TUPELO • The National Council on Alcoholism and Drug Dependence of Northeast Mississippi (NCADD) has seen an increased need for its services amid the coronavirus.
NCADD has been open since 1984 to provide information, education, help and hope to individuals and families in need of addiction services, including drug and alcohol testing, assessment and referrals, teen addiction awareness and intervention services.
NCADD closed to the public due to state stay-at-home orders in March, but executive director Dody Vail said the center set up a daily hotline to allow those in crisis or in need due to substance abuse disorders to call for support. Vail said a counselor is available anytime from 9 a.m. to 10 p.m., but the hotline is open 24 hours.
“We have seen more crisis calls and more distressed people having substance use and dependence disorders during these past two months,” Vail said.
For NCADD, offering the hotline was the most logical way to make counselors available to handle crises at home. Counselors are able to do family counseling over the phone and may spend hours talking to a person in crisis.
Vail said they average 10 to 12 calls a day. A lot of people are suffering because they cannot attend support meetings such as Alcoholics Anonymous, Narcotics Anonymous, Al-Anon and others regularly. Online Zoom meetings are available, but Vail said they are not the same as in person meetings for those in crisis and that there is a “deficit” when they can’t meet face-to-face.
“The whole emphasis of meetings like AA, NA and Al-Anon is that you come through their doors, you can tell your worst stuff possible, you can be gut honest, and you get a hug and a cup of coffee and an invitation to come back,” Vail said. “That positive, personal support has been missing, which we believe and is shown increases stressors in the lives of these people who are suffering with substance abuse and substance dependence.”
The increased crisis calls are due to living in a “nation in crisis,” Vail said.
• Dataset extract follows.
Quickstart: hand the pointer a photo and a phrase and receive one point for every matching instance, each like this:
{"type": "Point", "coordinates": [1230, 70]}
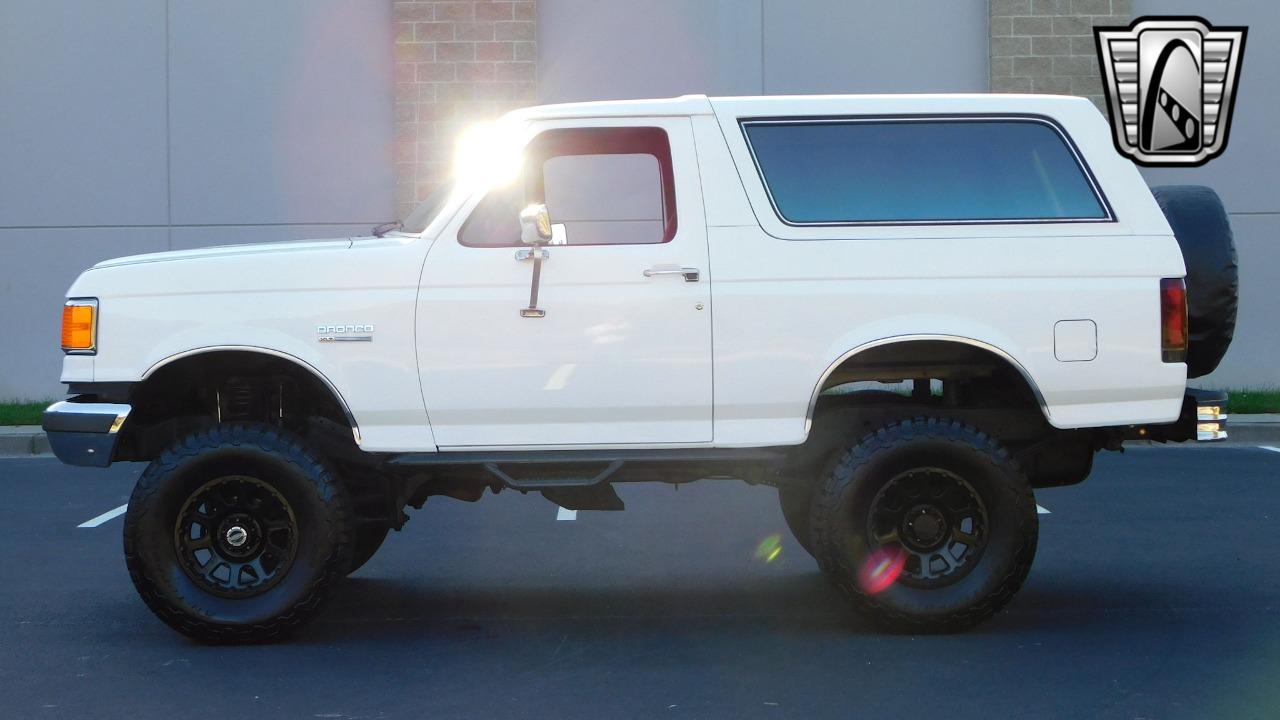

As people must contend with losing their jobs, facing money issues or stay-at-home orders that can cause stress, Vail said those who are substance-dependent experience those tensions higher.
“In this disease of addiction that we deal with, any great change in a person’s life causes fear and distress, and they’re out of sorts,” Vail said. “When you’re talking about substance abusers or people caught in the web of addiction, you’re just going to have a natural increase in situations that can get quite dangerous.”
Despite the challenges COVID-19 presents to their work, Vail said it is important for people to still seek help if they are struggling during this time. Vail said they have used Facebook and radio to let others know treatment centers are accepting new clients even during COVID-19. However, she has seen a great number of people scared to seek treatment due to fears around contracting COVID-19.
“There’s a lot of treatment on hold, you might say, which again heightens the stress (for) at-home situations,” Vail said.
The center is also continuing its regular hours of 9 a.m. to 4 p.m. daily via phone. During normal operations, NCADD does face-to-face alcohol and drug assessments on behalf of the courts, but due to stay-at-home orders and delays in civil court, the center has been limited in what it can offer. They still receive calls from social workers who rely on them for counseling and assessments for clientele.
NCADD will attempt offering face-to-face alcohol & drug assessments beginning May 6. Booking is available for May and future appointments, and the hotline will stay open indefinitely. While Vail hopes to be open to maintain regular office hours, she said the center would be waiting to see when it was safe to have office hours again. Once open, she said they will look towards implementing proper technology to sanitize the office.
People can support NCADD by making a donation to United Way of Northeast Mississippi or donating directly to NCADD by sending a donation to 200 North Spring St., Tupelo.
“Addiction problems are cunning, powerful and baffling. There’s no instruction manual per se that teaches a family how to deal with it,” Vail said. “We encourage people to call and reach out and get help when they’re dealing with this sort of thing in their individual lives.”